Année politique Suisse 1989 : Sozialpolitik / Soziale Gruppen
 
Jugendliche
Beherrschendes Thema war auch dieses Jahr die parlamentarische Diskussion über die finanzielle Förderung der ausserschulischen Jugendarbeit durch den Bund. Der Ständerat zeigte sich dabei grosszügiger und offener als der Nationalrat, setzte er doch die von der Grossen Kammer auf 25 Jahre herabgesetzte Altersgrenze für den einwöchigen Jugendurlaub wieder auf 30 Jahre hinauf, um den Jugendverbänden die erfahrenen Kaderleute zu erhalten. Zudem votierte er dafür, den Katalog der subventionsberechtigten Tätigkeiten in der Jugendarbeit nicht abschliessend festzulegen. Wie der Nationalrat schränkte er den Kreis der Berechtigten aber auf Jugendliche mit leitender, beratender oder betreuender Tätigkeit ein und verzichtete auf eine Entschädigung des Erwerbsausfalls. Der Neuenburger Cavadini (1p) unterstützte die Eingabe von 43 Regierungsräten aus 20 Kantonen, welche die verfassungsmässige Grundlage der Jugendförderung bestritten hatten, und plädierte für Nichteintreten; sein Antrag wurde jedoch mit 31:3 Stimmen abgelehnt [60].

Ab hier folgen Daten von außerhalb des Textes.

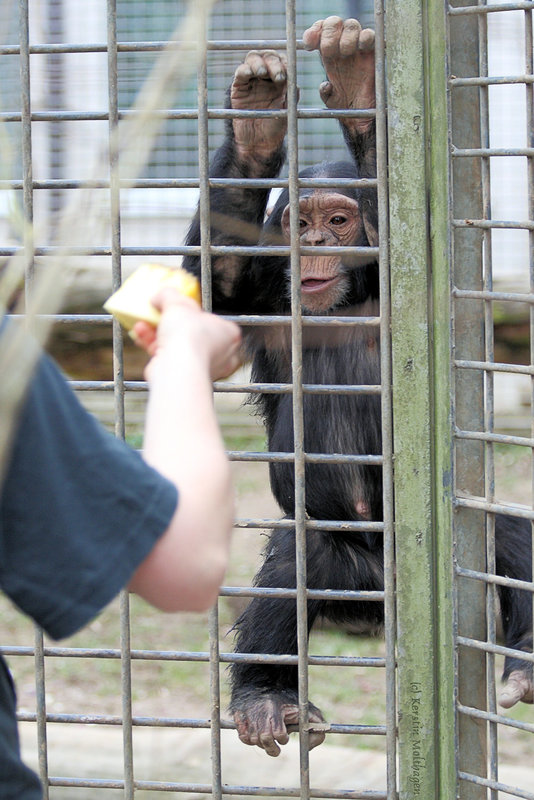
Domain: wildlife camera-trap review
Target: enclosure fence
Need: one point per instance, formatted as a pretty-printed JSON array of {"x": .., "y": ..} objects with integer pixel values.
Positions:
[{"x": 441, "y": 731}]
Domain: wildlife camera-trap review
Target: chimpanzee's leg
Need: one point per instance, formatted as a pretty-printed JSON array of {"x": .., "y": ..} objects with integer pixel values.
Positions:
[
  {"x": 513, "y": 548},
  {"x": 265, "y": 696}
]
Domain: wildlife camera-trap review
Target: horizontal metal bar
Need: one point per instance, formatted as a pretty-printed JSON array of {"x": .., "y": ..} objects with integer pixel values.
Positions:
[
  {"x": 491, "y": 81},
  {"x": 195, "y": 724},
  {"x": 310, "y": 458},
  {"x": 233, "y": 388},
  {"x": 514, "y": 297},
  {"x": 150, "y": 46},
  {"x": 490, "y": 366},
  {"x": 194, "y": 250},
  {"x": 522, "y": 512},
  {"x": 242, "y": 319},
  {"x": 311, "y": 594},
  {"x": 476, "y": 152},
  {"x": 497, "y": 438},
  {"x": 498, "y": 718},
  {"x": 327, "y": 526},
  {"x": 527, "y": 5},
  {"x": 494, "y": 224},
  {"x": 197, "y": 788},
  {"x": 193, "y": 183},
  {"x": 189, "y": 113},
  {"x": 502, "y": 787},
  {"x": 197, "y": 657},
  {"x": 497, "y": 649},
  {"x": 499, "y": 580}
]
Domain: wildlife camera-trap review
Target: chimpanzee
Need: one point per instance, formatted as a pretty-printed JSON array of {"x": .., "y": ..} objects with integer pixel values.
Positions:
[{"x": 264, "y": 697}]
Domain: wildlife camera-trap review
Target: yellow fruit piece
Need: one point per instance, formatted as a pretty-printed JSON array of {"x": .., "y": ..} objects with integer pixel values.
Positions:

In der Herbstsession schloss sich der Nationalrat – trotz erneutem starkem Gegendruck aus Gewerbekreisen – der ständerätlichen Variante an. Damit ist die gesetzliche Grundlage für die bereits gewährte finanzielle Unterstützung der Jugendarbeit geschaffen und der unbezahlte Jugendurlaub bis zum Alter von 30 Jahren im OR verankert. Im neuen Gesetz fand ebenfalls die Eidg. Kommission für Jugendfragen als beratendes Organ des Bundes Aufnahme. Die 1989 zur Verfügung stehenden 2,2 Mio Fr. werden ab 1990 auf jährlich 3 Mio Fr. erhöht; davon profitieren in erster Linie die in den etablierten Verbänden organisierten Jugendlichen [61].

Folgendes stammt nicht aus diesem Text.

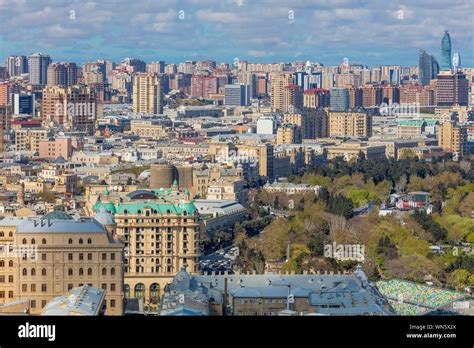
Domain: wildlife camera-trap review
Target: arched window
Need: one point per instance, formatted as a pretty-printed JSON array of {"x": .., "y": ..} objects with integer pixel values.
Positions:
[
  {"x": 154, "y": 293},
  {"x": 126, "y": 291},
  {"x": 139, "y": 290}
]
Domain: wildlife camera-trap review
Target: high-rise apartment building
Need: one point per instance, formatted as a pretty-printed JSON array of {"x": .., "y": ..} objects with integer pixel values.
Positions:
[
  {"x": 313, "y": 124},
  {"x": 160, "y": 229},
  {"x": 23, "y": 104},
  {"x": 446, "y": 52},
  {"x": 38, "y": 67},
  {"x": 75, "y": 108},
  {"x": 422, "y": 95},
  {"x": 350, "y": 124},
  {"x": 156, "y": 67},
  {"x": 288, "y": 134},
  {"x": 55, "y": 254},
  {"x": 237, "y": 94},
  {"x": 316, "y": 98},
  {"x": 202, "y": 86},
  {"x": 16, "y": 65},
  {"x": 277, "y": 90},
  {"x": 372, "y": 96},
  {"x": 428, "y": 68},
  {"x": 148, "y": 94},
  {"x": 453, "y": 138},
  {"x": 339, "y": 99},
  {"x": 293, "y": 98},
  {"x": 451, "y": 89},
  {"x": 62, "y": 74}
]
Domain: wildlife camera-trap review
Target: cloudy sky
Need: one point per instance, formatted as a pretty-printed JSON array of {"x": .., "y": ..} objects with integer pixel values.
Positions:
[{"x": 365, "y": 31}]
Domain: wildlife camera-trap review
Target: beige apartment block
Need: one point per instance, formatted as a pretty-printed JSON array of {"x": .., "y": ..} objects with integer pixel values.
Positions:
[{"x": 52, "y": 254}]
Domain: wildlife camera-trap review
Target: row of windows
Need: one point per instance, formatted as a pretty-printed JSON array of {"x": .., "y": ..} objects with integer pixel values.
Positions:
[
  {"x": 89, "y": 271},
  {"x": 2, "y": 263},
  {"x": 70, "y": 272},
  {"x": 89, "y": 256},
  {"x": 2, "y": 294},
  {"x": 24, "y": 287},
  {"x": 43, "y": 241},
  {"x": 2, "y": 279},
  {"x": 33, "y": 272},
  {"x": 154, "y": 211}
]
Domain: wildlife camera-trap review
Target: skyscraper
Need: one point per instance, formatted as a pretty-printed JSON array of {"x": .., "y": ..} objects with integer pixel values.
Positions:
[
  {"x": 339, "y": 99},
  {"x": 278, "y": 84},
  {"x": 456, "y": 61},
  {"x": 293, "y": 98},
  {"x": 147, "y": 93},
  {"x": 428, "y": 68},
  {"x": 446, "y": 52},
  {"x": 451, "y": 89},
  {"x": 38, "y": 67},
  {"x": 16, "y": 65},
  {"x": 237, "y": 94},
  {"x": 62, "y": 74}
]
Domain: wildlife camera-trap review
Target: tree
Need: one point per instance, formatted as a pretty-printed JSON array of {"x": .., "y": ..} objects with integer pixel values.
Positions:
[{"x": 386, "y": 248}]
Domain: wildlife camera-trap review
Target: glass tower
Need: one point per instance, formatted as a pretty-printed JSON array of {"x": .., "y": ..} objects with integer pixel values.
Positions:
[{"x": 446, "y": 52}]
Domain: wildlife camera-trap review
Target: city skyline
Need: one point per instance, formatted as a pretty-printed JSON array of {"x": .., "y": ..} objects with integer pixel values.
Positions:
[{"x": 175, "y": 31}]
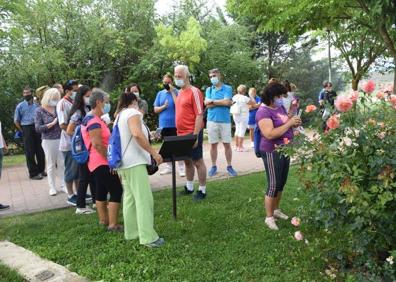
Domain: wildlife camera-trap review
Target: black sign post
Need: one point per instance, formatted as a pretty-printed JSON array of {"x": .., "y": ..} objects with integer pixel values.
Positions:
[{"x": 176, "y": 148}]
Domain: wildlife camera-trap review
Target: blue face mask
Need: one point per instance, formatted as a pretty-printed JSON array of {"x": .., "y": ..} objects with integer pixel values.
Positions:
[
  {"x": 179, "y": 82},
  {"x": 278, "y": 102},
  {"x": 214, "y": 80},
  {"x": 107, "y": 108}
]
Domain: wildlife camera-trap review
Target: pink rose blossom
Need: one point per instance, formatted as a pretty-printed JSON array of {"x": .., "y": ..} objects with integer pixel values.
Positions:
[
  {"x": 343, "y": 103},
  {"x": 296, "y": 221},
  {"x": 368, "y": 86},
  {"x": 298, "y": 236},
  {"x": 354, "y": 96}
]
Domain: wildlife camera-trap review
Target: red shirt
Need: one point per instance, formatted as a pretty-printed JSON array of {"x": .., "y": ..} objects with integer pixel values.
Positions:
[{"x": 189, "y": 105}]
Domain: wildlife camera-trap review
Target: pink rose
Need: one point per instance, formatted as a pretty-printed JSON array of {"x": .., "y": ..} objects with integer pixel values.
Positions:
[
  {"x": 296, "y": 221},
  {"x": 354, "y": 96},
  {"x": 368, "y": 86},
  {"x": 298, "y": 236},
  {"x": 343, "y": 103},
  {"x": 333, "y": 122}
]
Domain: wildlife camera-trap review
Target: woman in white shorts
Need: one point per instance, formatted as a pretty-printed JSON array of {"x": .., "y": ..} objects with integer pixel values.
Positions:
[{"x": 240, "y": 114}]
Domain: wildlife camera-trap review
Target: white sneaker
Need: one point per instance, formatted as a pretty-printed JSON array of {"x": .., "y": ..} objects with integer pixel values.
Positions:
[
  {"x": 86, "y": 210},
  {"x": 166, "y": 170},
  {"x": 279, "y": 214},
  {"x": 182, "y": 173},
  {"x": 63, "y": 189},
  {"x": 270, "y": 221}
]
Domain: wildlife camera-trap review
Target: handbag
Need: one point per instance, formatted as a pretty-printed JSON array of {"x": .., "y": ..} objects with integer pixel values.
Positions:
[{"x": 152, "y": 168}]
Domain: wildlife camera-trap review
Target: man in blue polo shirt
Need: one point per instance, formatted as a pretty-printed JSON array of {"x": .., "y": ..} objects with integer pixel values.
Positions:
[
  {"x": 164, "y": 105},
  {"x": 218, "y": 99},
  {"x": 24, "y": 122}
]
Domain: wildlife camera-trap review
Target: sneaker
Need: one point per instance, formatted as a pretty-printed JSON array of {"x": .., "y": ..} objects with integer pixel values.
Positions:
[
  {"x": 231, "y": 171},
  {"x": 86, "y": 210},
  {"x": 182, "y": 172},
  {"x": 199, "y": 196},
  {"x": 279, "y": 214},
  {"x": 72, "y": 200},
  {"x": 88, "y": 198},
  {"x": 212, "y": 171},
  {"x": 156, "y": 244},
  {"x": 270, "y": 221},
  {"x": 166, "y": 170},
  {"x": 185, "y": 192},
  {"x": 4, "y": 207},
  {"x": 36, "y": 177}
]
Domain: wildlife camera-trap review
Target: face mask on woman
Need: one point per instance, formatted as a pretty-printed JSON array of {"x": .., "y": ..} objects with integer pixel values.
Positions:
[
  {"x": 179, "y": 82},
  {"x": 107, "y": 108},
  {"x": 278, "y": 102}
]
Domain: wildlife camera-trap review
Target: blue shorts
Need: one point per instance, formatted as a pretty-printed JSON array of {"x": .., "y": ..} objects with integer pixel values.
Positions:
[
  {"x": 71, "y": 167},
  {"x": 197, "y": 152}
]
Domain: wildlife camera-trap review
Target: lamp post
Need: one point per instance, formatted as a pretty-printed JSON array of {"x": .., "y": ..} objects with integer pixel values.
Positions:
[{"x": 329, "y": 52}]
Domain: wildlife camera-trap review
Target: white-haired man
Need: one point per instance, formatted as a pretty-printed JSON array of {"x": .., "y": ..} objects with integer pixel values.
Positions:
[{"x": 189, "y": 120}]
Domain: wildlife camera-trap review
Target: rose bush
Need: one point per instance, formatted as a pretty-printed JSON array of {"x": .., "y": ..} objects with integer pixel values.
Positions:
[{"x": 349, "y": 173}]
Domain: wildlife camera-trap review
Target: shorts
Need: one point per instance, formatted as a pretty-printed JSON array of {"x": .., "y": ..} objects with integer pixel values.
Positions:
[
  {"x": 71, "y": 167},
  {"x": 197, "y": 152},
  {"x": 218, "y": 131},
  {"x": 168, "y": 131}
]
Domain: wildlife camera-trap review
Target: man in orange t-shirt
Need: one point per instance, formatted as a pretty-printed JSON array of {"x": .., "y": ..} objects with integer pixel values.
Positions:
[{"x": 189, "y": 120}]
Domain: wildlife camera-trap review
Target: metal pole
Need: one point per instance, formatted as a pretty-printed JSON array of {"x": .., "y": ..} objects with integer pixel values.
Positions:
[{"x": 329, "y": 52}]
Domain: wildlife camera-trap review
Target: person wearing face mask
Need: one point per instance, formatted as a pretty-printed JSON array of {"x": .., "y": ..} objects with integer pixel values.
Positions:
[
  {"x": 46, "y": 123},
  {"x": 189, "y": 120},
  {"x": 63, "y": 109},
  {"x": 276, "y": 129},
  {"x": 218, "y": 101},
  {"x": 96, "y": 135},
  {"x": 164, "y": 106},
  {"x": 78, "y": 111},
  {"x": 24, "y": 122},
  {"x": 240, "y": 113},
  {"x": 135, "y": 89}
]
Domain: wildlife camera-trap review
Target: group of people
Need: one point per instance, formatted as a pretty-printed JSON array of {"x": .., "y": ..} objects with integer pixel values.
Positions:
[{"x": 49, "y": 122}]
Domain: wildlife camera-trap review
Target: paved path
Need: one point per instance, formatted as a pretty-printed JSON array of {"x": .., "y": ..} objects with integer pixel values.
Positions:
[{"x": 27, "y": 196}]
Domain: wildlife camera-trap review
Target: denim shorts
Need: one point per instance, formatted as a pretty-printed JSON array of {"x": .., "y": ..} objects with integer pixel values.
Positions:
[{"x": 71, "y": 167}]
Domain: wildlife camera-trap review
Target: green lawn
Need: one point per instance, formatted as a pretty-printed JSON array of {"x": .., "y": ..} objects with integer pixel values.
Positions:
[{"x": 221, "y": 239}]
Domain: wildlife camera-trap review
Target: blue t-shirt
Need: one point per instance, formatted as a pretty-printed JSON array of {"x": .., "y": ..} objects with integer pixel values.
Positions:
[
  {"x": 168, "y": 116},
  {"x": 219, "y": 114},
  {"x": 252, "y": 113},
  {"x": 25, "y": 112}
]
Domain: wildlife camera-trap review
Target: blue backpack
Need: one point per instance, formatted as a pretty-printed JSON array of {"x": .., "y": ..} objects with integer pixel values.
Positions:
[
  {"x": 79, "y": 151},
  {"x": 257, "y": 140}
]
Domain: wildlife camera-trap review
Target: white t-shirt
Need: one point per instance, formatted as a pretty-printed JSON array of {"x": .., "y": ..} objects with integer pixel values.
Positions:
[
  {"x": 1, "y": 138},
  {"x": 63, "y": 109},
  {"x": 134, "y": 154},
  {"x": 242, "y": 102}
]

Die Eidg. Kommission für Jugendfragen konnte ihr zehnjähriges Jubiläum begehen. Anlass zum Feiern sah dabei aber niemand. Viele resignierte Stimmen waren zu hören, die beklagten, dass das zentrale Anliegen der Kommission, der Dialog zwischen den Generationen, zur Leerformel verkommen und die Kommission selber zu einer Stimme in der Wüste geworden sei. So konnte es auch nicht erstaunen, dass die beiden jüngsten Publikationen der Kommission, "Si vis pacem – para pacem/Für eine aktive Friedenspolitik" und "Fremdsein in der Schweiz", kaum Beachtung fanden. Dennoch wollten die Mitglieder der Kommission und deren scheidender Präsident, der freisinnige Genfer Regierungs- und Nationalrat Guy-Olivier Segond, nichts von einer Auflösung ihres Gremiums wissen; sie zeigten sich im Gegenteil überzeugt davon, dass ihre Lobbytätigkeit für die Jugend angesichts fehlender Freiräume, von Drogen und Wohnungsnot nötiger sei denn je [62].
 
[60] Amtl. Bull. StR, 1989, S. 377 ff. und 622; BaZ, 3.5.89; NZZ, 3.5. und 21.6.89; SGT, 6.6.89; Presse vom 23.6.89; siehe auch SPJ 1988, S. 221 f.
[61] Amtl. Bull. NR, 1989, S. 1464 f. und 1804; BBl, 1989, III, S. 906 8.; TA, 14.8.89; Presse vom 28.9.89.
[62] Vat., 13.1.89; TA, 13.1. und 17.8.89; BaZ, 22.4. und 9.12.89; Bund, 24.11.89.